AnyonebutHarper.ca is probably one of the best-known sites in this election. So we all know that Harper has his haters, and I don't think his new commitment to arts funding is going to swing any votes his way in my riding. But for those of you living in some of the more tenuous Conservative areas, this site is non-partisan and deserves a look if you're anti-Harper. By entering your postal code, you can see whether you live in a swing riding and - if so - who to vote for to strategically keep Harper out of government.
I couldn't find any similar sites dedicated to the other Candidates, although there is a strong Anti-Dion vibe on the pro-Conservative websites. I guess only Harper is special enough to deserve his own online anti-campaign.
Of course the blogosphere plays a huge role in generating discussion about the election, and as such will probably influence a few voters. The Kensington Debate I watched didn't help me, but it helped a fellow blogTO reader, so you never know. These Top 25 Political Blogs range from intellectual to insulting, but are generally offer some great entertainment value with a side of critical insight.
Western Standard looks at politics from around the world, but many articles have a definite Canadian focus. I was checking out "What Harper Needs To Do" most recently, but there are plenty of articles and comments about other issues like marijuana legalization, crime and the US election.
Canadian Cynic is a hilarious and more Canada-minded blog. The frank, sarcastic and openly anti-Conservative tone is pretty consistent, but also critically relevant. Being somewhat cynical myself, this site helps calm the nerves that certain candidates are getting on these days.

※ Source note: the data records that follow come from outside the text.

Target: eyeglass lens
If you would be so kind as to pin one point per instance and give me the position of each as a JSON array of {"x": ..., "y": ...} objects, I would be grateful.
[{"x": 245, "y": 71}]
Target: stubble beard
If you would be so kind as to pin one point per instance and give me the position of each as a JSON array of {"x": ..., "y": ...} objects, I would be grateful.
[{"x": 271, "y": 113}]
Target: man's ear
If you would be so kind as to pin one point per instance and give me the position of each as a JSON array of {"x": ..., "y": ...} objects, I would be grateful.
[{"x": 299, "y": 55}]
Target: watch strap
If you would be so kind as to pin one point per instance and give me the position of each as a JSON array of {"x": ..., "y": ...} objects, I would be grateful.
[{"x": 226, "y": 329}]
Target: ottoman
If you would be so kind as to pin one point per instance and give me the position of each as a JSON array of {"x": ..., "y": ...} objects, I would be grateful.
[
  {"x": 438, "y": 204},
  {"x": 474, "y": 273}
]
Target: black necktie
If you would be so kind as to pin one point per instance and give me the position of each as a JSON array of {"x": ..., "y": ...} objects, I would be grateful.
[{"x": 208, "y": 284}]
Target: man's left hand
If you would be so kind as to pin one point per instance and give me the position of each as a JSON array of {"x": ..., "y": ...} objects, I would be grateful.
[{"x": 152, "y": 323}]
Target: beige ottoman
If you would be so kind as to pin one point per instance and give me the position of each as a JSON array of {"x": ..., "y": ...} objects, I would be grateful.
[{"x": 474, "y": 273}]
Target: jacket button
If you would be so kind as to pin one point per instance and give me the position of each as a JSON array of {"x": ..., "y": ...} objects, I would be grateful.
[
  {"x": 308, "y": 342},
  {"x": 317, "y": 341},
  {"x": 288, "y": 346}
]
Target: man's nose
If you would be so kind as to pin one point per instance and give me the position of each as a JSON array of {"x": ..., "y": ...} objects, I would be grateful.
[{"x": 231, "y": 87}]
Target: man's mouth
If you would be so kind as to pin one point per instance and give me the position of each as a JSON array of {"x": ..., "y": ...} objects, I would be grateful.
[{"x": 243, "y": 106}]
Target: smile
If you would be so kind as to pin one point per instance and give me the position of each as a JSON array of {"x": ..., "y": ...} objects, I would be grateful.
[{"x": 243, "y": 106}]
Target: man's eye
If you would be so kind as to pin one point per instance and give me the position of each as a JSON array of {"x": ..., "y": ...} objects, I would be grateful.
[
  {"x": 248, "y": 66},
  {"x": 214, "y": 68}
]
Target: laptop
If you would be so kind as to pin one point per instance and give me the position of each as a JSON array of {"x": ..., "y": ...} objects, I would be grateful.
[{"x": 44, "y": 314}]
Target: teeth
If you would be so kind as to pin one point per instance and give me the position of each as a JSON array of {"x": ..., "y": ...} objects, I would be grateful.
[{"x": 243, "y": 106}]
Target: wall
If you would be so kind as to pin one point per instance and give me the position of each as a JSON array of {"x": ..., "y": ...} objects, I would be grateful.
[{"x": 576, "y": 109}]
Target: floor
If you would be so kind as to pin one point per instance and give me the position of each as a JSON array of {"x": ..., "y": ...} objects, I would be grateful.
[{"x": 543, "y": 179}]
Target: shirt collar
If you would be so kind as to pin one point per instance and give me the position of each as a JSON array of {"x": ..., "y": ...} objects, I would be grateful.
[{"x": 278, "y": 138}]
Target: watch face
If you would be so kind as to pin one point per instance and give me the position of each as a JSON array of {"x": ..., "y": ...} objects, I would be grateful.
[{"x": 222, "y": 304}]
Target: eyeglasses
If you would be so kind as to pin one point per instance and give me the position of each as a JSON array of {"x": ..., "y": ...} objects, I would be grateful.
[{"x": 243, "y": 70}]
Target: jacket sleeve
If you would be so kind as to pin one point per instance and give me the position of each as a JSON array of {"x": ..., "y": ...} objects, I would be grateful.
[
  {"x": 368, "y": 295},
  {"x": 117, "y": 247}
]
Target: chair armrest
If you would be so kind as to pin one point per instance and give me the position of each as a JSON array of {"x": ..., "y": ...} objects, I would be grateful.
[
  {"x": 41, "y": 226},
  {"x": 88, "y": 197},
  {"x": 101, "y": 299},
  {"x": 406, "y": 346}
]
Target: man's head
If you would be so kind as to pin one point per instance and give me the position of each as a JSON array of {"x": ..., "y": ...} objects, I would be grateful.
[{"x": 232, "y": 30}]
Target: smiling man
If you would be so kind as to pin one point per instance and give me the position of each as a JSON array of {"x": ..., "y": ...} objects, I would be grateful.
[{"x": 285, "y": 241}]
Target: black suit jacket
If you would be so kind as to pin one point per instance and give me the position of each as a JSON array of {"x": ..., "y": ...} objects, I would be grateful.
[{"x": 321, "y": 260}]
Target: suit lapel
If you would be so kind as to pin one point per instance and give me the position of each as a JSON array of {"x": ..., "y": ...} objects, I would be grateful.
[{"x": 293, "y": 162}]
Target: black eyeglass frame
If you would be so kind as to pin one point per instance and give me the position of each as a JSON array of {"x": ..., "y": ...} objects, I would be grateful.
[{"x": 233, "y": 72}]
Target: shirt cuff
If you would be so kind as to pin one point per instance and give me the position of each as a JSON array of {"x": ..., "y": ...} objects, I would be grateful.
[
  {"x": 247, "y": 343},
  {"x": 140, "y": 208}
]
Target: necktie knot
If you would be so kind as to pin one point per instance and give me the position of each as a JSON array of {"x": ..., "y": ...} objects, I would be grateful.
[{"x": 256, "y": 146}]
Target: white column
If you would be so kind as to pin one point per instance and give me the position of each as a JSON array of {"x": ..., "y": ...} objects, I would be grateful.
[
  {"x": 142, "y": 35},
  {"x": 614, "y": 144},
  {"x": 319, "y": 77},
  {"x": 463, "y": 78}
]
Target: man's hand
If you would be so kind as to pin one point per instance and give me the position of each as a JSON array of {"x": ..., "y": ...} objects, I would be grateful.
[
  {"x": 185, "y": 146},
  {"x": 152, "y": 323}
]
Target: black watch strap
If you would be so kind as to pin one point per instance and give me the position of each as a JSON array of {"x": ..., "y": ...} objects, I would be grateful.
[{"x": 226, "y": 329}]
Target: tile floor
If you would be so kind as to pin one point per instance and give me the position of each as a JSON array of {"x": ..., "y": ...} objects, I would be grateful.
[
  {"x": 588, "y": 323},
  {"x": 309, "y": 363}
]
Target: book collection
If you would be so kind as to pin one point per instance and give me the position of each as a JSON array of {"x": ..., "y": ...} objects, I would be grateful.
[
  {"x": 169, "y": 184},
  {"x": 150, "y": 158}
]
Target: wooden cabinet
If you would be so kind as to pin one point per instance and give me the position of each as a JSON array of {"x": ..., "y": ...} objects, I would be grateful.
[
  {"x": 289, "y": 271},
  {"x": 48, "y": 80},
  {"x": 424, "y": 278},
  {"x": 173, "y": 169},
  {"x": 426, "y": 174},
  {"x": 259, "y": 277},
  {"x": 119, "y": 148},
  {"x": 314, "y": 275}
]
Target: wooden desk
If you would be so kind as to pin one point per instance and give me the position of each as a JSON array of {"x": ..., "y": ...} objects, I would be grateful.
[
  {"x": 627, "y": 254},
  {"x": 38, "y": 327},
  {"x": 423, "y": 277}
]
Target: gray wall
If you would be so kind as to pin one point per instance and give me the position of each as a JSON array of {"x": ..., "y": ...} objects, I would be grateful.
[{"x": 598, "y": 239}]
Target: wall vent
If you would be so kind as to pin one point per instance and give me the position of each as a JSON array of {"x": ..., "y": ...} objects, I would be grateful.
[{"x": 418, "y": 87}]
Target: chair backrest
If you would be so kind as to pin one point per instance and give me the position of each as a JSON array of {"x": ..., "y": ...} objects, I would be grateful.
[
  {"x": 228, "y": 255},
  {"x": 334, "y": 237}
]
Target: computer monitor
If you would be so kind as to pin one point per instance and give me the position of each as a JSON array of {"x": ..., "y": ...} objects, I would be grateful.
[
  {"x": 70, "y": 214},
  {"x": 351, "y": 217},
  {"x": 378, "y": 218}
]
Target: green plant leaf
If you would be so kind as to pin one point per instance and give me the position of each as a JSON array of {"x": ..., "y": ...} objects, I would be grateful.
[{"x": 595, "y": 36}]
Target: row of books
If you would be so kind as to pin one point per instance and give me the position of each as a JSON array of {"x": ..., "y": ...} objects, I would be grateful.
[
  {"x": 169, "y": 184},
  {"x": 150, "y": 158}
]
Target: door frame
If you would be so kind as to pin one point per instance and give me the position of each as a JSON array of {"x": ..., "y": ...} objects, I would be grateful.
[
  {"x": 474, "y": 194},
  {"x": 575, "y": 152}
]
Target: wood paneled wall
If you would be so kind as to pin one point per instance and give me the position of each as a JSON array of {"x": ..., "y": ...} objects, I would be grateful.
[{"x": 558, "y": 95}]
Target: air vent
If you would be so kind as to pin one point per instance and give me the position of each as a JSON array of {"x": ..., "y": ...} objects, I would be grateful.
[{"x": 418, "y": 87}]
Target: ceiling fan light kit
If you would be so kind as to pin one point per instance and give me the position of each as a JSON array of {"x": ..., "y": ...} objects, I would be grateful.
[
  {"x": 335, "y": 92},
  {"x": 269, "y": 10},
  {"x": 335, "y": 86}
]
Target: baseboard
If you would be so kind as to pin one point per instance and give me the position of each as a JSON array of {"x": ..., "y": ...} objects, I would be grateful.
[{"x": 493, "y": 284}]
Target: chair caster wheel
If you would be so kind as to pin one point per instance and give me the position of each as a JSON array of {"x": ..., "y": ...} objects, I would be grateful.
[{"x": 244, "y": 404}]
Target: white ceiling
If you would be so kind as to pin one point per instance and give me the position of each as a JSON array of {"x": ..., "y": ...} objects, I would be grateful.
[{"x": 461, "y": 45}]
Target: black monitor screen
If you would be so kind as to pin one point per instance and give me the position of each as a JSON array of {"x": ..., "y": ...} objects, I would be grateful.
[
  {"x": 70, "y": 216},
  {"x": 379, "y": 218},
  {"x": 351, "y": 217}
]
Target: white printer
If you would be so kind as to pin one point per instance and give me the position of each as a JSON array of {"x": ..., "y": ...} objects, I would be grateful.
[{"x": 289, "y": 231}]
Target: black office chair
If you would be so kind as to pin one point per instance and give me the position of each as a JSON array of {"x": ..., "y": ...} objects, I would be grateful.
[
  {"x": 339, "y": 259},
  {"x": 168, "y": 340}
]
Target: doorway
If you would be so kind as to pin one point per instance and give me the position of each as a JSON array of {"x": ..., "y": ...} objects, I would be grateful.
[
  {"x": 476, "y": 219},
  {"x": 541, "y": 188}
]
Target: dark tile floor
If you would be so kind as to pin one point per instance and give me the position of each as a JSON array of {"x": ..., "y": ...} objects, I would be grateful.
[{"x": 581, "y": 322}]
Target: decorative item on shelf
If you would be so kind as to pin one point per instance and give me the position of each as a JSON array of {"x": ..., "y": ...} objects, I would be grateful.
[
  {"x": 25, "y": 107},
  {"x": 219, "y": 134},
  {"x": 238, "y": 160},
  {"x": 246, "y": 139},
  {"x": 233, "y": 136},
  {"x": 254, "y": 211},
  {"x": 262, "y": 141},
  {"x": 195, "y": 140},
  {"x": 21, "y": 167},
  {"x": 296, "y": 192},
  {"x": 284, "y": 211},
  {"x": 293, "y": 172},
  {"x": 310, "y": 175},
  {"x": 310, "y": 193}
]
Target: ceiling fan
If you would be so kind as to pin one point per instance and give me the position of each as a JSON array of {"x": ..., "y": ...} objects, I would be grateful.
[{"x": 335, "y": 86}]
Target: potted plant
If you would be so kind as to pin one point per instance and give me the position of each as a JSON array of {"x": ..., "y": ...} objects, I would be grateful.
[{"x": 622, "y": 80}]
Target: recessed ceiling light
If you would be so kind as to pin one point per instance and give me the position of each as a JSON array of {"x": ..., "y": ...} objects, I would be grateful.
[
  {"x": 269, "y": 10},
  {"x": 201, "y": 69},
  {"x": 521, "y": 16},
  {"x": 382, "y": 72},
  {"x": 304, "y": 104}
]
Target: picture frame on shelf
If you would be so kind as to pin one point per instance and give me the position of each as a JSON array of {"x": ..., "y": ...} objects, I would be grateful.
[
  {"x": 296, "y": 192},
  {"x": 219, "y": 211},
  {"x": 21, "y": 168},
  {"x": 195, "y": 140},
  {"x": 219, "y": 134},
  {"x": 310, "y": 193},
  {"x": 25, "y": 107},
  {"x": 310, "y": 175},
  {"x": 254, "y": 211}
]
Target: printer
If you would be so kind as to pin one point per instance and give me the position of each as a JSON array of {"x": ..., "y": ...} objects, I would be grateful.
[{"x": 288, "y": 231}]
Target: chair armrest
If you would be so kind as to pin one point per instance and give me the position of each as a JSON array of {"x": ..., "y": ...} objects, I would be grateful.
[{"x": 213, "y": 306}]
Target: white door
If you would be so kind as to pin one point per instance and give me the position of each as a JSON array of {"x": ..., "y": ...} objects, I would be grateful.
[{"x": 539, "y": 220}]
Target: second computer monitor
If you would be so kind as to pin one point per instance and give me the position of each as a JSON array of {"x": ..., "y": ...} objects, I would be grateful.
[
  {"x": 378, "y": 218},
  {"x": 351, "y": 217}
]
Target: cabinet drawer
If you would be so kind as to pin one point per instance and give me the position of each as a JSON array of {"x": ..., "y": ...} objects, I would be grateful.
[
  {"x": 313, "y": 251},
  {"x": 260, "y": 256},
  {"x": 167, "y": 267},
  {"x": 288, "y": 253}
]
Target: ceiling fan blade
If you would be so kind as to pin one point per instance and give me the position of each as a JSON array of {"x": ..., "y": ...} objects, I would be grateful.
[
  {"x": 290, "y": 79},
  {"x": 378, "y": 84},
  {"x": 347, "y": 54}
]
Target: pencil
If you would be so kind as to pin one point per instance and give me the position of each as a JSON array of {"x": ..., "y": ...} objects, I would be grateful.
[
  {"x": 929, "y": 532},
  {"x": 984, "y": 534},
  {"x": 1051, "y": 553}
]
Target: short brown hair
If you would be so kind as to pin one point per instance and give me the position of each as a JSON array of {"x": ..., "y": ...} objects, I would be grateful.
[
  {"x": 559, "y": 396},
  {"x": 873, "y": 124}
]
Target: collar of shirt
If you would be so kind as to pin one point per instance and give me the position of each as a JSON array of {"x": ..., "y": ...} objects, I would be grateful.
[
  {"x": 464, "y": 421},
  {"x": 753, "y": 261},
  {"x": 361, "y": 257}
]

Finally, if you happen to be a decided voter, you can strut your political preference with a
Digital Election Sign. These down-loadable signs can be attached to your email signature or web page, revealing your political alliance to the entire internet (maybe not such a great idea if you're a Liberal supporter in Toronto).
I still plan to postpone making any election decisions until Tuesday and even then, I'm still undecided about whether to go out and vote or sit at home on my computer. Maybe this'll help some one else decide.